6 Aralık 2011 Salı

Aydınlık En Zorudur

Aydınlık ve karanlık, iyiyle kötü benzetmelerine alet olan ikili. Başkaca Aydınlık huzurdur, Karanlık mutsuzluk kimilerince. Aydınlık ve Karanlık birbirinden beslenir, biri olmadan diğeri sürdüremez varlığını. Karanlığı da tercih edenler var, Aydınlığı tercih edenlerden daha çok görünüyorlar neredeyse son çok yıldır. Aydınlık zordur emek ister, Aydınlığı karartmaya kalın koyu renk bir perde yeterken, karanlığı aydınlatmak için ağlar kurulur, yatırımlar yapılır karşılığında da sürekli bir bedel ödenir. Zordur Aydınlıkta yaşamak, boşuna değil masallarda bile iyi olan fakir ama onurlu oluşu.
Karanlık da bir tercihdir en çok iç sese sağır bir yürek gerektirir, kendine söyleyebileceğin kocaman yalanlar ve gücünü üzerinde kanıtlayabilmen için başkaları. İçindeki sesi inandıramayacağın yeni inandıkların olur. O yüzden sağır ama güçlüyüm yanılgısı yaratır insanda. 

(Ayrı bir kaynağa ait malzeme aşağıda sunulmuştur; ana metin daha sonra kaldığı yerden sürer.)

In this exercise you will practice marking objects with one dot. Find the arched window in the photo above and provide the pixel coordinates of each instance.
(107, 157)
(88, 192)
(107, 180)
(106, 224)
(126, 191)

Karanlıkta kadının adı da olmaz, kolaylıkla yeri doldurulabilen, mahremiyeti tek tip giysiler giyen, bir canlıdır sadece. Karanlık yalnız erkeklere ad verir, erkekten oluşan bir güruh volta atar tarihin parça parça solan geleceğinde. 
Aydınlık en zorudur. Zor çokların en az sevdiği. İster ki erkek ve kadın, kadın ve erkek yekpare olabilsin. Karanlık farsa benzer, kadınsız ve inceliksiz. 
Aydınlığa kocaman bir adımdır 5 Aralık 1934. Karanlığın en ezeli düşmanının hediyesidir Türk kadınlarına. Onun kadın edilgenliğine son veriş arzusudur.
Yazının bundan sonrası kelimelerin bile varolmak istemediği karanlığa dönüşmeme çabasıdır.